Perhaps the most intriguing prospect of the Fort Frances Jr. Sabres’ training camp leading into the team’s second SIJHL season is the impending battle between the pipes.
David Novak served mostly as Ryan Faragher’s back-up a year ago, but was brought back to take over the starter’s role for this season now that Faragher is no longer with the team.
A recent development, however, had the Sabres signing Tanner Sheridan out of the KIJHL to come and compete for Novak’s job.
Whether it was something the coaches saw (or didn’t see) out of Novak earlier in camp, or just one of those “you can never have enough of a good thing” decisions, we will never know for sure.
Novak’s numbers didn’t exactly jump off the page a year ago, but the team assembled in front of him should be improved and the players appear to have full confidence in his abilities.

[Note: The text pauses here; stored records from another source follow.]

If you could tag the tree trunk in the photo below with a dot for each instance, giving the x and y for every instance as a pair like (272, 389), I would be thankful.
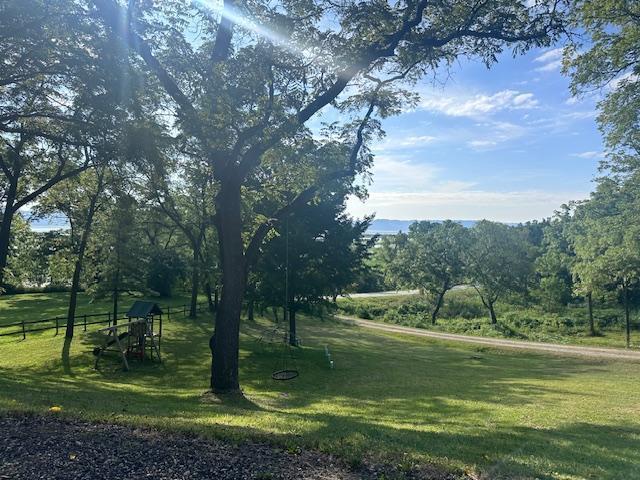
(116, 292)
(250, 307)
(592, 329)
(434, 314)
(626, 314)
(207, 288)
(193, 308)
(293, 337)
(75, 283)
(492, 312)
(5, 229)
(224, 367)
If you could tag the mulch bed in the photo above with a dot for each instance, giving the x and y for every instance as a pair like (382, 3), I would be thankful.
(48, 447)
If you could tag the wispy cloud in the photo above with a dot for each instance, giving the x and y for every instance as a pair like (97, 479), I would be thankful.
(397, 173)
(480, 104)
(589, 154)
(493, 133)
(464, 203)
(404, 142)
(551, 60)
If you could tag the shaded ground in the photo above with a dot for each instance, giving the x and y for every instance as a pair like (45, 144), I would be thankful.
(391, 398)
(594, 352)
(48, 447)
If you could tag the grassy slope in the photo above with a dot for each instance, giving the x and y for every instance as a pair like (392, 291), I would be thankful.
(515, 321)
(396, 397)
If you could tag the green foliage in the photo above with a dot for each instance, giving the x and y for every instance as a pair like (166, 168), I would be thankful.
(432, 258)
(499, 262)
(607, 56)
(463, 312)
(392, 398)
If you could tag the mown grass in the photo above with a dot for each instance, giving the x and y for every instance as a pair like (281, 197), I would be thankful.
(391, 397)
(463, 312)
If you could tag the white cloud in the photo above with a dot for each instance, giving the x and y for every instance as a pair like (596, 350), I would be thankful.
(396, 173)
(551, 60)
(398, 142)
(589, 154)
(479, 104)
(463, 204)
(494, 133)
(479, 144)
(625, 78)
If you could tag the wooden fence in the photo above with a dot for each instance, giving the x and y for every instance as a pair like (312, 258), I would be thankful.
(85, 320)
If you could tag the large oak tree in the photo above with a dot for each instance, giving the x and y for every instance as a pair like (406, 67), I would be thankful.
(244, 77)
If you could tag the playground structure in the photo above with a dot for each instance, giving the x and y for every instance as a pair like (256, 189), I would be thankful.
(136, 336)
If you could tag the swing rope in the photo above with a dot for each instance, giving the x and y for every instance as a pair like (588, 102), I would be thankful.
(283, 370)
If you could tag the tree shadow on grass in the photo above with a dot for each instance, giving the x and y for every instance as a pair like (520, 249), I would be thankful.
(388, 396)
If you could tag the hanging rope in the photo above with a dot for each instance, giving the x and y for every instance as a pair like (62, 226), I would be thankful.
(282, 370)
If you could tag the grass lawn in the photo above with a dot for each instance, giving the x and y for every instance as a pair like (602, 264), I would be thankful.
(392, 397)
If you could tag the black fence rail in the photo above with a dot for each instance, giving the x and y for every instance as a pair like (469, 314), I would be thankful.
(86, 320)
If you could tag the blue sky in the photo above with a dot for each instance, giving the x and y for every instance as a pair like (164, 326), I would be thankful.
(506, 144)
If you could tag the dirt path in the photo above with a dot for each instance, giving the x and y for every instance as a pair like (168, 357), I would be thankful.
(594, 352)
(52, 448)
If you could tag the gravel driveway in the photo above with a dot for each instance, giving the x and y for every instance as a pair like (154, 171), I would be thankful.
(573, 350)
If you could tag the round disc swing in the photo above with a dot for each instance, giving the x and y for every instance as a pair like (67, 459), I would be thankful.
(282, 370)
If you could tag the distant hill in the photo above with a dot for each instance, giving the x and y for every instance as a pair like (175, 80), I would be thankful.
(53, 222)
(383, 226)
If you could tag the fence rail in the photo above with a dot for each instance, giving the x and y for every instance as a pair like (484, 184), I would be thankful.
(83, 321)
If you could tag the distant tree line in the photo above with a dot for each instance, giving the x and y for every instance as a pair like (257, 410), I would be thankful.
(183, 145)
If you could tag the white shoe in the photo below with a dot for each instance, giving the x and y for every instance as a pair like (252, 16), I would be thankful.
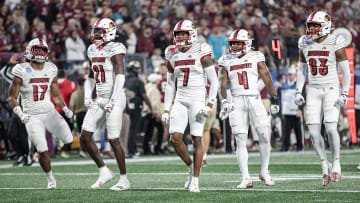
(194, 187)
(336, 171)
(188, 181)
(104, 177)
(267, 179)
(123, 184)
(51, 183)
(246, 183)
(326, 180)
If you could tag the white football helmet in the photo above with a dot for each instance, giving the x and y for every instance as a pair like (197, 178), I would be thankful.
(185, 26)
(321, 18)
(239, 35)
(104, 30)
(37, 50)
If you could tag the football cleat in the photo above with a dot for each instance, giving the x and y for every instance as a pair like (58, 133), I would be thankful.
(204, 163)
(194, 187)
(336, 171)
(267, 179)
(188, 181)
(51, 183)
(123, 184)
(326, 180)
(246, 183)
(104, 177)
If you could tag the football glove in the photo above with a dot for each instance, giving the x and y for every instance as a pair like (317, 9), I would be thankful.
(165, 117)
(203, 113)
(299, 99)
(68, 112)
(341, 101)
(226, 108)
(109, 106)
(274, 108)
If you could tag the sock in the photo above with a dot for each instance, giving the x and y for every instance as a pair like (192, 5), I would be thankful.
(49, 174)
(334, 140)
(242, 154)
(195, 180)
(107, 147)
(103, 169)
(204, 156)
(264, 147)
(123, 176)
(317, 141)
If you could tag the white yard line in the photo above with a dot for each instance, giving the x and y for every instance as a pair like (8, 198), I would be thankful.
(255, 177)
(207, 189)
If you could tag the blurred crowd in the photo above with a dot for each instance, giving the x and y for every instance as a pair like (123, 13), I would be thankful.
(145, 27)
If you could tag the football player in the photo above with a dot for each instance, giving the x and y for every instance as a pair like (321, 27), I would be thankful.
(189, 63)
(36, 80)
(241, 69)
(322, 53)
(107, 74)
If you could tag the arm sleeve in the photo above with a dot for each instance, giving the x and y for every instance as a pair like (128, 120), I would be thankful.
(259, 56)
(214, 83)
(300, 77)
(206, 50)
(344, 67)
(340, 42)
(117, 48)
(169, 91)
(118, 86)
(88, 87)
(17, 71)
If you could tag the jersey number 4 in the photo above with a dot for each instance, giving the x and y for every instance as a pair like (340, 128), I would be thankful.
(243, 79)
(36, 92)
(99, 70)
(313, 66)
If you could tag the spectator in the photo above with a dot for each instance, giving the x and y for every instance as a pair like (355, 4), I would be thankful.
(153, 118)
(135, 85)
(291, 113)
(218, 42)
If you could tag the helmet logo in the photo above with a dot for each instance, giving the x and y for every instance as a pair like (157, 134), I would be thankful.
(327, 18)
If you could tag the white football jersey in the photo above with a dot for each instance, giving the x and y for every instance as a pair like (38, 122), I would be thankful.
(102, 67)
(35, 87)
(188, 69)
(242, 72)
(321, 60)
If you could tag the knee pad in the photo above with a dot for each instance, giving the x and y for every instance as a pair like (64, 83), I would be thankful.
(331, 128)
(241, 139)
(264, 134)
(314, 130)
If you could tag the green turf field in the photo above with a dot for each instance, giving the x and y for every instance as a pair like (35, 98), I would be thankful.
(161, 179)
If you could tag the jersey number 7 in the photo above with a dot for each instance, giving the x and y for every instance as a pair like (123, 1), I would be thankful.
(99, 70)
(36, 92)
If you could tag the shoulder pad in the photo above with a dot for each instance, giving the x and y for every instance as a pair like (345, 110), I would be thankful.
(170, 51)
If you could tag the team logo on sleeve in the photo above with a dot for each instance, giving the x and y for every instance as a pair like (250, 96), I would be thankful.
(28, 70)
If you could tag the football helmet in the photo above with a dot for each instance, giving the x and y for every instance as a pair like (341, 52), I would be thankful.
(239, 35)
(321, 18)
(104, 30)
(185, 26)
(37, 50)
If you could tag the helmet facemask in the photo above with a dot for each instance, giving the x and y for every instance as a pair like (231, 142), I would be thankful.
(313, 30)
(239, 47)
(98, 36)
(182, 38)
(39, 53)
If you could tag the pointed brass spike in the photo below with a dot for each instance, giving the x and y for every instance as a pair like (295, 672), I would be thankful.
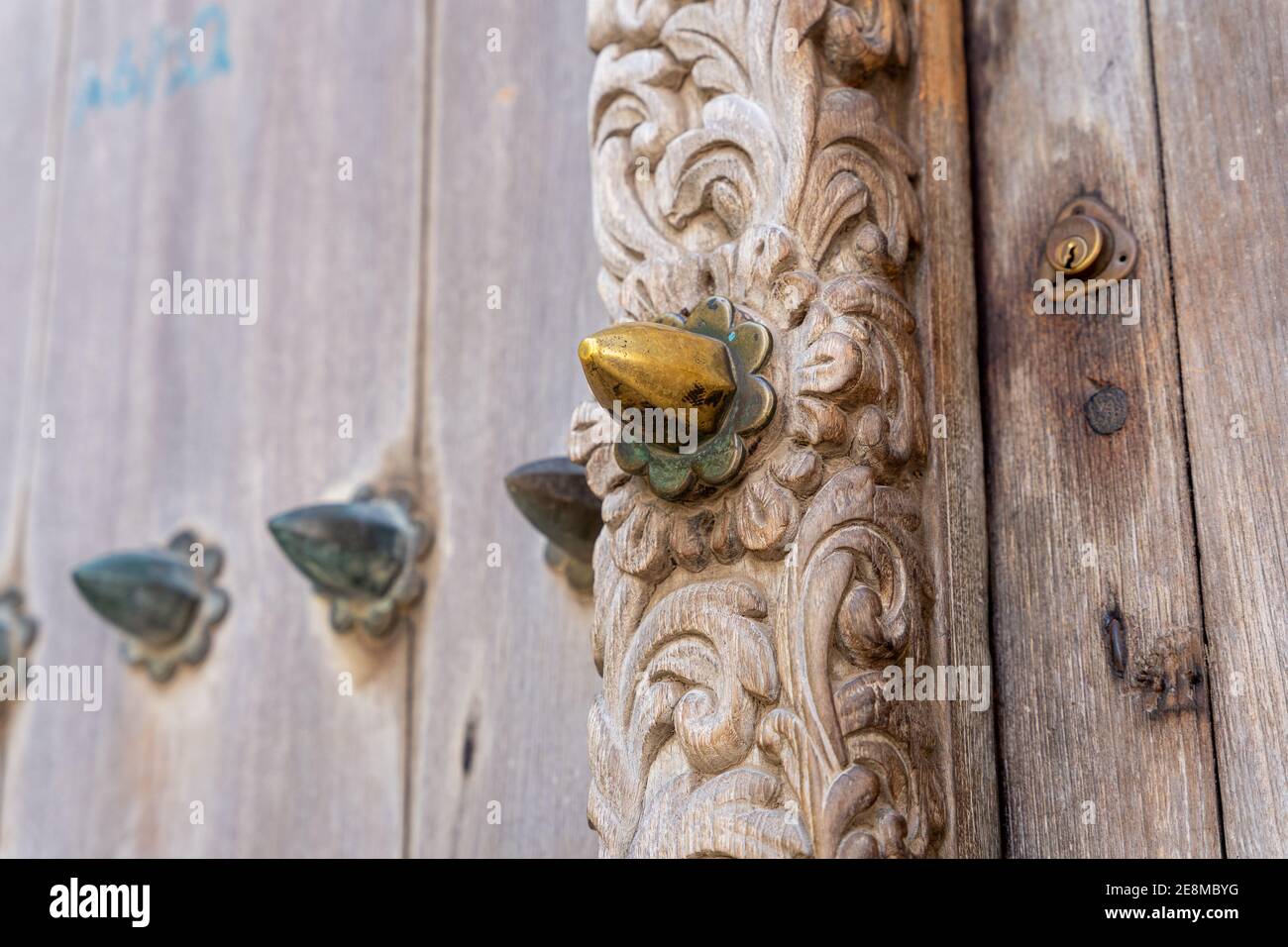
(151, 594)
(553, 495)
(347, 549)
(647, 365)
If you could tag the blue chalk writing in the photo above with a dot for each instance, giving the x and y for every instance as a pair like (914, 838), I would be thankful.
(167, 64)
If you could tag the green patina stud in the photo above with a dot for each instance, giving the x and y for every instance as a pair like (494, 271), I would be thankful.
(553, 495)
(165, 600)
(361, 556)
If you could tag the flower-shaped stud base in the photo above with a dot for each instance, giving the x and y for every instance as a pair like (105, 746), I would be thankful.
(165, 600)
(17, 629)
(361, 556)
(720, 450)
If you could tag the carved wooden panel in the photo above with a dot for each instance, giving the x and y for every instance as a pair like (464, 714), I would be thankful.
(751, 150)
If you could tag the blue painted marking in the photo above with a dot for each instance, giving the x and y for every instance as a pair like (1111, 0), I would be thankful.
(166, 53)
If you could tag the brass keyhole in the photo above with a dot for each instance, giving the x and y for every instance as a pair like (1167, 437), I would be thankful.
(1076, 244)
(1072, 252)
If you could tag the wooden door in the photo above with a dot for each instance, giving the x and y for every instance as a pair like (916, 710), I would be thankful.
(1172, 527)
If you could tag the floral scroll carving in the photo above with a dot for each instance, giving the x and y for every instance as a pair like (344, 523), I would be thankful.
(741, 630)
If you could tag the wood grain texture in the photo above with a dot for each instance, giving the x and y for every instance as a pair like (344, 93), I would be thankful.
(502, 676)
(167, 420)
(1222, 95)
(954, 479)
(31, 44)
(1052, 121)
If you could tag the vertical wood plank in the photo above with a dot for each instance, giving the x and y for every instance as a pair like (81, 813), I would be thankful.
(503, 677)
(171, 420)
(1083, 525)
(31, 47)
(1222, 95)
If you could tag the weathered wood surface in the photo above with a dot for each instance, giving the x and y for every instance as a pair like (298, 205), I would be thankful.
(31, 44)
(944, 292)
(1220, 71)
(1082, 525)
(502, 677)
(168, 420)
(743, 629)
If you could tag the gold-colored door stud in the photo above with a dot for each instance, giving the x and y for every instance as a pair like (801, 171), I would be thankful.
(681, 373)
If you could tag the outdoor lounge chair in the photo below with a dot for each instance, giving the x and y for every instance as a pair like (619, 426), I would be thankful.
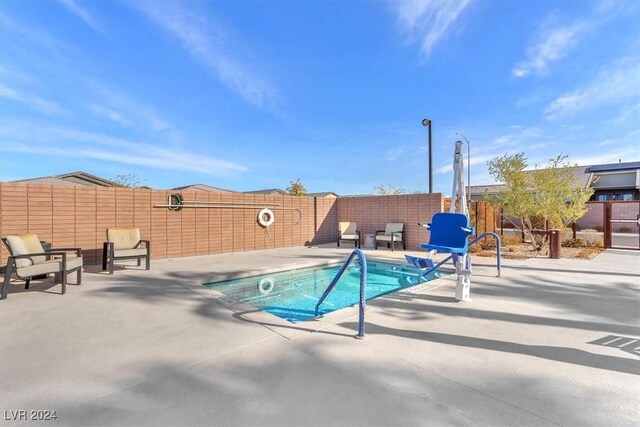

A little friendly competition certainly is not a bad thing, either, especially when it comes to goalies. If they are pushed to be at their best at all times, they tend to elevate their play and rise to the occasion.
Having two capable starters definitely gives a team an edge.
Many NHL teams have adopted the two-goalie system over the past several seasons, alternating two guys over the course of a rigorous schedule, and in theory that principle should work in the SIJHL, as well. The only reason many of these teams have since gone away from it was strictly for salary cap purposes (Vesa Toskala leaving San Jose for Toronto).
The SIJHL plays a heavy schedule in its own right, with plenty of back-to-back games that would warrant a team having two starting goalies.
However, sometimes it’s hard to keep two goalies happy in these type of platoon environments. The controversy between Ray Emery and Martin Gerber in Ottawa last winter festered until it affected the team’s play as a whole.
Most goalies want to carry the load and be relied on night in and night out, and sitting on the bench every other game is a huge shot to their egos.
The Chicago Blackhawks intend to use both Nikolai Khabibulin and Cristobal Huet to start the year, but it’s hard to see the two coexisting for long.
You wouldn’t expect these type of personality squabbles to happen in the SIJHL with down-to-earth kids playing more for the love of the game than paycheques. But it’ll still be interesting to see how it all plays out.
One thing’s for sure: No longer having the weight entirely on one guy’s shoulders should help both goalies play at the top of their game without the added pressures and distractions of being “the guy” all winter long.